De los tres hombres, dos tenían el semblante muy serio, como si estuvieran ya cansados de aquella vida que les había tocado vivir. Uno fumaba compulsivamente y no paraba de mirar hacia la nada, absorto y como si estuviera emporrado y el otro mojaba en el zumo de naranja un trozo de pan con mantequilla y mermelada. Cuando sacaba el chusco, succionaba ruidosamente y lanzaba fugaces miradas a la monitora, esperando ser abroncado por ella. Estos dos eran algo más viejos y sí se les notaba la edad. Su retraso mental o lo que fuera que padecían, los había agriado o quizá fuesen las pastillas que tenían que tomarse para no subirse por las farolas nada más salir del centro, o quizá ese amargor que tenían era fruto de años de exclusión, de burlas y de soledad, no se sabe, porque las mujeres del grupo no padecían a primera vista de esa angustia existencial y el muchacho, el tercer hombre, el que se me acercó estaba, como las mujeres, lleno de viveza y de alegría.

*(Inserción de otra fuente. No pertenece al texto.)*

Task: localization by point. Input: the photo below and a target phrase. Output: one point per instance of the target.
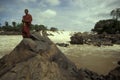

Los caminos de la tristeza son insondables; todos conocemos a personas afortunadas, con trabajo, pareja, techo, familia, que deambulan por la vida deprimidos y deprimentes, y sin embargo, todos hemos visto a los negros de los semáforos, vendiendo sus pañuelos de papel con una sonrisa generosa y llena de vida, como si los pusieran ahí los organismos oficiales del extinto estado del bienestar para que nos inyectaran a los transeúntes un poco de su alegría, como si estuvieran ahí para vestir de fiesta las esquinas de las ciudades.

El que se me acercó me preguntó mi nombre y se lo dije, me dio la mano y correspondí educadamente a su ofrecimiento. Volvió con el grupo, pero a los pocos minutos se acercó de nuevo, yo estaba leyendo un libro, fumando un cigarro y tomando un café, cada cosa a su tiempo, claro. El muchacho fue a buscarme un cenicero y me dijo; para que eches la ceniza, Juan. Le di las gracias un poco abrumado por esas atenciones y por la explicación inocente de la utilidad del cenicero. No tenía doblez ese “para que eches la ceniza” que pudiera querer decir; para que no la tires al suelo, so guarro. No, era simplemente una forma de pegar la hebra, de entablar conversación. Me preguntó; ¿Quieres que te traiga el Marca, Juan? Le dije que no, que ya estaba leyendo un libro. ¿Cómo se llama el libro, Juan? Se lo dije (y tenía cojones el título; silogismo de la amargura de Cioran) . ¿A qué te dedicas, Juan? . Cuando me preguntaba eso, la tutora del grupo ya empezaba a mirar la chico con cara de echarle la bronca. Quizá porque sentí que estaba mirando y por decorarme un poco delante de una muchacha tan guapa, le dije que era escritor. ¿Y cuántos libros has escrito, Juan?. Si esa pregunta me la hubiese hecho un capullo, que alguna vez así ha sido, le habría contestado que unos doscientos, todos ellos rozando la genialidad. Pero me la hizo aquel muchacho tan simpático y le contesté la triste verdad. ¿Y para qué escribes poesías, Juan? . Empecé a mirar alrededor no fuera que algún cabronazo estuviera por allí con una cámara oculta para partirse de risa con la escena. No sé, le contesté, la verdad es que no lo sé. ¿No tienes novia, Juan? ¿No estás casado? Preguntaba esto como si la única razón decente para escribir poesías fuese ligarse a una mujer y quién sabe si llevaba más razón que un santo. La tutora intervino ya de manera decisiva y le dijo, quiere uno pensar que con cierta coquetería, que esas cosas no se preguntaban.

Unos minutos después se marchaban todos, dejándome otra vez solo en aquella cafetería, con el tabaco, con el café frío, con Cioran y su pesimismo que el llama -al pesimismo- la elegancia de la ansiedad y con una duda terrible en la cabeza; a mi edad, con mis problemas, con mi ruina, con mi yo y con mis putas circunstancias, para qué coño escribes poesía, Juan.